The conclusion is a resounding maybe.
Despite good agreement in terms of global indices and sensitivity values, their results provide no information on the relative diagnostic ability of the two strategies. Evaluation of test-retest variability was performed on a smaller subset (11 eyes), too few to draw any reliable conclusions. Since perimetric measurement variability (noise) hampers the accurate detection and monitoring of glaucomatous visual field damage, assessing the average agreement between the two tests is useful but not conclusive to assess equivalence in clinical practice.

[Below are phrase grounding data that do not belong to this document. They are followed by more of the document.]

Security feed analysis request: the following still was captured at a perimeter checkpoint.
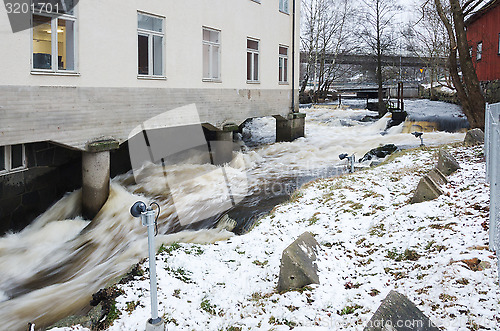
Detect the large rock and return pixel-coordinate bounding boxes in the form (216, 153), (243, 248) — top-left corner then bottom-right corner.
(278, 232), (320, 292)
(427, 168), (448, 185)
(437, 149), (460, 176)
(410, 175), (443, 203)
(364, 291), (439, 331)
(464, 129), (484, 146)
(359, 144), (398, 162)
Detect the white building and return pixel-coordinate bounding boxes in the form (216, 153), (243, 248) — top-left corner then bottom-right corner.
(0, 0), (300, 232)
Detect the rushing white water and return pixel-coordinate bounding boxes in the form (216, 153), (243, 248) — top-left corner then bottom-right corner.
(0, 100), (463, 330)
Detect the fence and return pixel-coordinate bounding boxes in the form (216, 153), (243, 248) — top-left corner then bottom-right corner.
(484, 103), (500, 278)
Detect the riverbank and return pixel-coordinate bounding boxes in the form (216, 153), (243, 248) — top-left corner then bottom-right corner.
(49, 145), (500, 330)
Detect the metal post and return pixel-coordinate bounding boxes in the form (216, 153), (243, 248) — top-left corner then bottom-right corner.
(130, 201), (165, 331)
(141, 208), (161, 324)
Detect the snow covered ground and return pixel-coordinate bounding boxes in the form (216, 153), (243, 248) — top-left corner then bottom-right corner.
(53, 146), (500, 330)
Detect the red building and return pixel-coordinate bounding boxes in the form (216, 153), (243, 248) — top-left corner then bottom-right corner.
(466, 0), (500, 82)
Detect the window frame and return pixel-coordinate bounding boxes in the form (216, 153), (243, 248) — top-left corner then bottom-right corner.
(30, 2), (79, 76)
(246, 37), (261, 84)
(136, 10), (167, 80)
(201, 26), (222, 83)
(278, 45), (290, 85)
(0, 144), (28, 175)
(476, 41), (483, 61)
(279, 0), (290, 15)
(497, 33), (500, 55)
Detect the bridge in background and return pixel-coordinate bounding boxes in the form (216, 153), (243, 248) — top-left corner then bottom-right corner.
(300, 52), (446, 68)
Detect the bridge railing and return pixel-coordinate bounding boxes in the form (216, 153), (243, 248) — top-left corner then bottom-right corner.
(484, 103), (500, 278)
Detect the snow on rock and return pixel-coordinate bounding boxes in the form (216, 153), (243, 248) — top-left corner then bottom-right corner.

We should reflect on how such shorter test times are achieved. As noted by the authors, the original SITA-Fast traded speed for some accuracy by altering the termination criteria for the test. Instead, SITA-Faster further shortened the assessment by eliminating ancillary checks, such as blind spot presentations and false negative catch trials, both long been deemed to not be clinically useful.1 There is no reason why these same modifications could not be applied to the original SITA-Standard, achieving faster tests without compromising precision. As a clinical community, we need to shape and drive technological innovation, willing to sacrifice the necessary amount of accuracy for practicality, but not more.